CMOS inverter: circular reasoning to understand it?

Question

I am confused by a litte detail with CMOS inverter. Note that I am really a beginner in CMOS "theory". Here is the electrical circuit:

At "first view", I understand the principle. If \$V_{in}\$ is high (\$V_{in}=V_{DD}\$), then the PMOS will be open and the NMOS closed. Thus \$V_{out}=0\$.

Reciprocally, \$V_{in}=0\$ implies the PMOS closed and NMOS closed thus \$V_{out}=V_{DD}\$

My question

I have trouble when I look at the details. Let us consider \$V_{in}\$ high for instance. A PMOS will be closed for \$V_{GS} < V_{Tp}<0\$ (threshold voltage), and \$V_{GS} > V_{Tn}>0\$ for NMOS.

But for this I must identify where are source and drain.
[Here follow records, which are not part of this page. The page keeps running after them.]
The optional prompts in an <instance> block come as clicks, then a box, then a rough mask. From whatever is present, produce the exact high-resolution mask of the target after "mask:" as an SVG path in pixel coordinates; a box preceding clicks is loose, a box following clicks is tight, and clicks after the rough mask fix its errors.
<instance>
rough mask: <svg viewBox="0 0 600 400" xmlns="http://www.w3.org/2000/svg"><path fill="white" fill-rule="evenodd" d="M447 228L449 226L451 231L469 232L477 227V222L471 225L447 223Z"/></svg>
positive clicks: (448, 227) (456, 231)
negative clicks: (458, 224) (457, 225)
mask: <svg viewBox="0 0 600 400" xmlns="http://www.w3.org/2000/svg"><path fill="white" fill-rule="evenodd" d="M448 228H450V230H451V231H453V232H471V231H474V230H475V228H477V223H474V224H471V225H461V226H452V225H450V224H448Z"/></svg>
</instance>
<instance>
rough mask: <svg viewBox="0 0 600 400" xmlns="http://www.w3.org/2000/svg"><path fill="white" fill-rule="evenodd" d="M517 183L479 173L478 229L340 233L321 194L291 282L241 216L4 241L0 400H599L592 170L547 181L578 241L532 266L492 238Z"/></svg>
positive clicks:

To identify where is the source and the drain of a transistor, I must find which one has the highest voltage.

But as I do not know \$V_{out}\$ how can I find them ? \$V_{out}\$ is what I try to find so I am not supposed to know it (else the reasoning is circular)...

Is there an implicit assumption that "by design", for CMOS circuit, any voltage in the circuit will verify \$0 < V < V_{DD}\$. Applying this to \$V_{out}\$ I can deduce source and drain for both transistors and solve my issue ?

Because "in principle", I could imagine some negative voltages and because of that identifying what is source and drain is not straightforward here.

Answer 1

To identify where is the source and the drain of a transistor, I must find which one has the highest voltage.

But as I do not know \$V_{out}\$ how can I find them ? \$V_{out}\$ is what I try to find so I am not supposed to know it?

You know that the output voltage will never be greater than \$V_{DD}\$ or less than \$V_{SS}\$.

Therefore, for the PMOS device on the high side, the source is always the terminal connected to \$V_{DD}\$ and for the NMOS device on the low side, the source is the terminal connected to \$V_{SS}\$.

As others have pointed out in comments, if you're building this from three-terminal discrete MOSFETs you must properly connect the terminals designated by the manufacturer as the source and drain correctly or the body diode will conduct, and the FET will not be able to block current. If you're building the device within an IC, then you'll be able to connect the bulk terminal to the correct voltage rail, and the device will behave symmetrically, provided you don't try to drive either source or drain terminal beyond the rails.